I refer to the pulpit because one gross and disgusting instance of clerical ferocity has lately been reported. A raving clergyman has been insolently parodying the Gospel which he has sworn to preach. Some of the newspapers commended his courage; and we do not know whether his congregation quitted the church or his Bishop rebuked him. Both results are possible, and I sincerely hope that the latter is true. The established and endowed teachers of religion have not always used their influence on the side of mercy; but on the question of reprisals I have observed with thankfulness that the Archbishop of Canterbury and the Bishop of London have spoken on the right side, and have spoken with energy and decision. They, at any rate, have escaped the peril of induration, and in that respect they are at one with the great mass of decent citizens.
I am no advocate of a mawkish lenity. When our soldiers and sailors and airmen meet our armed foes on equal terms, my prayers go with them; and the harder they strike, the better I am pleased. When a man or woman has committed a cold-blooded murder and has escaped the just penalty of the crime, I loathe the political intrigue which sets him or her free. Heavy punishment for savage deeds, remorseless fighting till victory is ours—these surely should be guiding principles in peace and war; and to hold them is no proof that one has suffered the process of induration.
Here I am not ashamed to make common cause with the stout old Puritan in Peveril of the Peak: "To forgive our human wrongs is Christian-like and commendable; but we have no commission to forgive those which have been done to the cause of religion and of liberty; we have no right to grant immunity or to shake hands with those who have poured forth the blood of our brethren."

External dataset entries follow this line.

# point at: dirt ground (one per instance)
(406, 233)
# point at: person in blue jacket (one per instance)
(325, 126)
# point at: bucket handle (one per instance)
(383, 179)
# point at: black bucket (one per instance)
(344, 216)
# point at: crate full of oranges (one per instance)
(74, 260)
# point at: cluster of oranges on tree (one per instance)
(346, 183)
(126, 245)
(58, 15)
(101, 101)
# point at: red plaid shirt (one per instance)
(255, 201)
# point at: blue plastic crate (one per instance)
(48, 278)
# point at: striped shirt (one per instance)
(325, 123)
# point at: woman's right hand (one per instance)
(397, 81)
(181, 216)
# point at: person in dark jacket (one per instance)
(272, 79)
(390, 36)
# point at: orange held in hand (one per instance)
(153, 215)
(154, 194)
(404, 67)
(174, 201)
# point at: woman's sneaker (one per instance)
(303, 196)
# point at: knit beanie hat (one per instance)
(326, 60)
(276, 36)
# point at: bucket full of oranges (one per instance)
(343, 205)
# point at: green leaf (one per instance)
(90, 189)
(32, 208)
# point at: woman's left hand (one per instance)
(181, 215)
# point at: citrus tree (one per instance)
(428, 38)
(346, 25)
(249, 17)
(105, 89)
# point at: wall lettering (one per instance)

But let us keep our vengeance for those who by their own actions have justly incurred it. The very intensity of our desire to punish the wrong-doer should be the measure of our unwillingness to inflict torture on the helpless and the innocent. "Lest we grow hard"—it should be our daily dread. "A black character, a womanish character, a stubborn character: bestial, childish, stupid, scurrilous, tyrannical." A pagan, who had observed such a character in its working, prayed to be preserved from it. Christians of the twentieth century must not sink below the moral level of Marcus Aurelius.